CHAMP (Compressed Hash-Array Mapped Prefix-tree) is the subject of a 2017 Ph.D. dissertation by Michael Steindorfer. It’s an evolution of the Hash Array-Mapped Trie (HAMT) invented by Phil Bagwell in 2001 [&&& ref; see Steindorfer].
CHAMP, like HAMT, is hash-based, rather than ordering-based. FSet’s CHAMP collections are significantly faster than the WB-tree collections at simple operations such as element/key updates and lookups, and several times faster at operations that combine two collections in some way: equality testing, union, intersection, etc. However, CHAMP is appropriate only for setlike types; there’s no CHAMP alternative to the WB-tree seqs.
So FSet has CHAMP implementations of sets, maps, and bags, named ch-set, ch-map, and
ch-bag respectively. As with the WB-tree types, point updates take O(log n) time, but
the constant factors are smaller. The combining operations — union, intersection,
etc. — are much faster on CHAMP; a factor of 4 seems to be typical, and I’ve seen it go
as high as 10.
One downside is that the order in which CHAMP yields elements during iteration is a rather complex function of their hash values. This ordering will appear random — it isn’t actually random, but it won’t make any sense from the application’s perspective.

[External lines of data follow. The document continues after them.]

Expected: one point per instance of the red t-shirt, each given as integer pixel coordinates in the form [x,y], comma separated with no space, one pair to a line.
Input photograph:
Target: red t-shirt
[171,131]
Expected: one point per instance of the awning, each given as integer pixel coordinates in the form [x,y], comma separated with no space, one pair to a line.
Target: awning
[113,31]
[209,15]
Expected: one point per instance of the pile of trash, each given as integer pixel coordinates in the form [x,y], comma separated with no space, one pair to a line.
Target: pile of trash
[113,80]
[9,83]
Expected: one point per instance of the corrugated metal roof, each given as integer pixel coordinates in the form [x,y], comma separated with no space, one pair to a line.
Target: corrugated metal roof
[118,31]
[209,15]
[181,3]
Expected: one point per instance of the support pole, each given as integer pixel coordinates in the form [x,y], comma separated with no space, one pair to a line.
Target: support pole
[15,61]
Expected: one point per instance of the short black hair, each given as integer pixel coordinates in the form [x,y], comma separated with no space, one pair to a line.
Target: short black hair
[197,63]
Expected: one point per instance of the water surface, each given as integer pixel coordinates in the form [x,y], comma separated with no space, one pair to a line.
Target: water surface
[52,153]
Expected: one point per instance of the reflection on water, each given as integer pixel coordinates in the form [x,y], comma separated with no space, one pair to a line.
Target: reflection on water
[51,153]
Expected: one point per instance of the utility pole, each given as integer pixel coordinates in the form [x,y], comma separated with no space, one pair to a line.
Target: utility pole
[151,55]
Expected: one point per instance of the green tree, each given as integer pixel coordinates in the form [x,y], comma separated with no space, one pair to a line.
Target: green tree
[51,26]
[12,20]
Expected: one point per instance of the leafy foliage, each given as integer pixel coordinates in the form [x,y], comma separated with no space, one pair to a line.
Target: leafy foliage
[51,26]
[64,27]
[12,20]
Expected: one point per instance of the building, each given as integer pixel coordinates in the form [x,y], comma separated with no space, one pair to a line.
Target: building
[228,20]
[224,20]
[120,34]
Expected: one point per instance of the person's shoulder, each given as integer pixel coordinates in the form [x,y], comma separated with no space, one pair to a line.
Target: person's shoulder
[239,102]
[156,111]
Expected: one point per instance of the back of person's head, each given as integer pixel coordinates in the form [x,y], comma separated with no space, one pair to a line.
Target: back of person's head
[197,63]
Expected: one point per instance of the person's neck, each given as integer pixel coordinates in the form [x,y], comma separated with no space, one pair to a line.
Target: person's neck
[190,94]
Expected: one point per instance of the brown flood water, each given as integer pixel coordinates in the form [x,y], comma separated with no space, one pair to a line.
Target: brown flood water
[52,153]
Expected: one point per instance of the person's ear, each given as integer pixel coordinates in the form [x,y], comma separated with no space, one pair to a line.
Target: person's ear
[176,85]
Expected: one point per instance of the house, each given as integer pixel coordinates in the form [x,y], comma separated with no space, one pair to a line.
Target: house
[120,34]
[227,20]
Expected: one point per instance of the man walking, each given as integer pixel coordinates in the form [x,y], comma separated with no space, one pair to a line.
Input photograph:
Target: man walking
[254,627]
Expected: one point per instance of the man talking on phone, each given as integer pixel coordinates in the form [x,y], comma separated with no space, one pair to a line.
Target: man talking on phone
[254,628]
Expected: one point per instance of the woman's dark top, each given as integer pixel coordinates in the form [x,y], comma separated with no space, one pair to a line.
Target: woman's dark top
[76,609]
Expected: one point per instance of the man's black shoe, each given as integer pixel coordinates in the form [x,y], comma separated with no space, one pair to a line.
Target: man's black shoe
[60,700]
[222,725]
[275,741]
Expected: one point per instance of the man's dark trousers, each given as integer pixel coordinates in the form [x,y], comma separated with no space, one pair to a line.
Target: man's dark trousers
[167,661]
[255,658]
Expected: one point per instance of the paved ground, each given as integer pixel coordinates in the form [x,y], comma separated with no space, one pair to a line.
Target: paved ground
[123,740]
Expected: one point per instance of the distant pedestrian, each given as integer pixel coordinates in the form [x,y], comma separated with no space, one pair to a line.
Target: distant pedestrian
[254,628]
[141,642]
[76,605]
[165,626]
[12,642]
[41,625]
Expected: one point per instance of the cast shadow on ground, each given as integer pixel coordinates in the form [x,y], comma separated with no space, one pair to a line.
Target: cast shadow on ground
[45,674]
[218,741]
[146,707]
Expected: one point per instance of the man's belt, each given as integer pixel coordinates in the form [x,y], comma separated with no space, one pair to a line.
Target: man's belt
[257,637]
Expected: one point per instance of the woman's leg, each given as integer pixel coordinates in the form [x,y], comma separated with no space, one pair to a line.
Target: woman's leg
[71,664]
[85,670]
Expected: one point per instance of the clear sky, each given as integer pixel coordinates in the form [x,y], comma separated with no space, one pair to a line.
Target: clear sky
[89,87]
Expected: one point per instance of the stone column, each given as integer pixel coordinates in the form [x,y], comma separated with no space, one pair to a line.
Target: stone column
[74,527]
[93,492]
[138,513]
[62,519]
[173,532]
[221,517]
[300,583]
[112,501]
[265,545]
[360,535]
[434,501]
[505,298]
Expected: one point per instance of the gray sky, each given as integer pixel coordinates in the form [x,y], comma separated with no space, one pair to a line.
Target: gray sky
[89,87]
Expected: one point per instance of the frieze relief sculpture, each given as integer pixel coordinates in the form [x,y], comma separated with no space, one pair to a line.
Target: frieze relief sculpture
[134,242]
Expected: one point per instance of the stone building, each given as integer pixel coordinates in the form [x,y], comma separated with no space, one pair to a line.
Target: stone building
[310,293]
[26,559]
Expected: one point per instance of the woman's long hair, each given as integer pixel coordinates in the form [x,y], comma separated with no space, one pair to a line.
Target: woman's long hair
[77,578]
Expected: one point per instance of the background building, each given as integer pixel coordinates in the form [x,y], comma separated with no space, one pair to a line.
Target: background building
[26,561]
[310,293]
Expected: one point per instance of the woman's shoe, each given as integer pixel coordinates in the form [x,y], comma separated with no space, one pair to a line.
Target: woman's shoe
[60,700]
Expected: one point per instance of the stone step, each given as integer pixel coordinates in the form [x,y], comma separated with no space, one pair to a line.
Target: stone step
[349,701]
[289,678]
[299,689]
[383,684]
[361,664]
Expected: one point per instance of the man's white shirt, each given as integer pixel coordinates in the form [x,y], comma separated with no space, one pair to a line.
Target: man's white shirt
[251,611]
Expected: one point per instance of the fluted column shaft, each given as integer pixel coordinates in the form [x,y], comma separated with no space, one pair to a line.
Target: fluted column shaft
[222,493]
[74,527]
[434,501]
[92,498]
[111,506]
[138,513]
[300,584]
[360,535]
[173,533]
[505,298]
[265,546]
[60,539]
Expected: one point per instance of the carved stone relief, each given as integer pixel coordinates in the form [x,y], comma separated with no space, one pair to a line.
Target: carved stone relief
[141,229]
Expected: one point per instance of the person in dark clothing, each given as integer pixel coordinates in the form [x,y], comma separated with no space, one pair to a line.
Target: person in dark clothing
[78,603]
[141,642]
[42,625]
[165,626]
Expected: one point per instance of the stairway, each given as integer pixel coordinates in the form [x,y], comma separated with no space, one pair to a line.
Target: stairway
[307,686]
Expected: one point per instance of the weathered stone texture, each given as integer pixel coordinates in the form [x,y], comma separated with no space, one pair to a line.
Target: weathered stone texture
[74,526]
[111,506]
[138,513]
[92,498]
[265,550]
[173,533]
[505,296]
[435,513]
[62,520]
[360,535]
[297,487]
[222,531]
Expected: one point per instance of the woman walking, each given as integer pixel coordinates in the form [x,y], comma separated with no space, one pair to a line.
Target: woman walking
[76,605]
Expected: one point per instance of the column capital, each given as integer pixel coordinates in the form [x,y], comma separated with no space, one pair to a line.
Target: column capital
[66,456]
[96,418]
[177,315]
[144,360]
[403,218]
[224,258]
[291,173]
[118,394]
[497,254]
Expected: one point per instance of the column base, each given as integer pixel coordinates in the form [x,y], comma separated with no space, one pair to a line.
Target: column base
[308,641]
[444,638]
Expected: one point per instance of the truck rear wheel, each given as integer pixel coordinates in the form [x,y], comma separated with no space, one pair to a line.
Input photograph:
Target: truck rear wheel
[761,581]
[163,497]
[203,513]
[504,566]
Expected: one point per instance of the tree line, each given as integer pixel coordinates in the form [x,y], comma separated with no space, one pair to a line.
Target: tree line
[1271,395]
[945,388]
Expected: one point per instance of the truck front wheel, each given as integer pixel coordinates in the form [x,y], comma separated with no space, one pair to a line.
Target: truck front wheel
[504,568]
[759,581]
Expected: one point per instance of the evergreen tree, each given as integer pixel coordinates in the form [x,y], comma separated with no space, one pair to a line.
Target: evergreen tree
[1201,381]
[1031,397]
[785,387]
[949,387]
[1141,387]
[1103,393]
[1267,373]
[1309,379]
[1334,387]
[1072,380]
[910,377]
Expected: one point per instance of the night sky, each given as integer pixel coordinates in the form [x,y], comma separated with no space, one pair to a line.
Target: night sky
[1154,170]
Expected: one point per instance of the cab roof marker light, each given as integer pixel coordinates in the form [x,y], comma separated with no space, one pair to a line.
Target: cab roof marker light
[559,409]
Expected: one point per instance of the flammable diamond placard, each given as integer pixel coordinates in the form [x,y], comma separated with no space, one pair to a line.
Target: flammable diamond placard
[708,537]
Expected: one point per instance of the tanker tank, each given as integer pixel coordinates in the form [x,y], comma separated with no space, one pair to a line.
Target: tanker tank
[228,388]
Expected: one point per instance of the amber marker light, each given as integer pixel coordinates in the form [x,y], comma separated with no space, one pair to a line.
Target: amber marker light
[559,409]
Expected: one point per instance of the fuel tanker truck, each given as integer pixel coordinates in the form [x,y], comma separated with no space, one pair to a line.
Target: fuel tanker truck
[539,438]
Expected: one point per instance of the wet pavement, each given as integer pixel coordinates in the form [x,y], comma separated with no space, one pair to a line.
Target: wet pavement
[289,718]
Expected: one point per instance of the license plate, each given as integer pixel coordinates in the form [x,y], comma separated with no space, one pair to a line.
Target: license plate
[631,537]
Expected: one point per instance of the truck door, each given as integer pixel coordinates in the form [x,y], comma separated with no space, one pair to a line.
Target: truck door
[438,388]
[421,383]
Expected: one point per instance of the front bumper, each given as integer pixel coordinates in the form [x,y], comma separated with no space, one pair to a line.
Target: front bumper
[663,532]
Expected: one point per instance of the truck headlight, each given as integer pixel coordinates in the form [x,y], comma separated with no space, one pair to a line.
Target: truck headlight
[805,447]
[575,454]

In the event of a hash collision, where two unequal values nonetheless have the same hash value, FSet’s CHAMP implementation stores the collision sets as WB-trees within the CHAMP tree. This keeps the time complexities of operations down (e.g., insertion remains logarithmic) even when collision sets grow unboundedly, provided the comparison function can order most pairs of values. This design choice reduces the pressure on the hash function to return unique values, which in turn can have performance benefits. For example, if the keys of a CHAMP map are long FSet seqs, the time taken to hash an entire seq may become problematic. FSet avoids this problem by hashing only a bounded number of elements; this makes collisions more likely, as some subsets of the keys may have those elements in common, but the time complexities are unaffected nonetheless, because of this WB-tree fallback feature.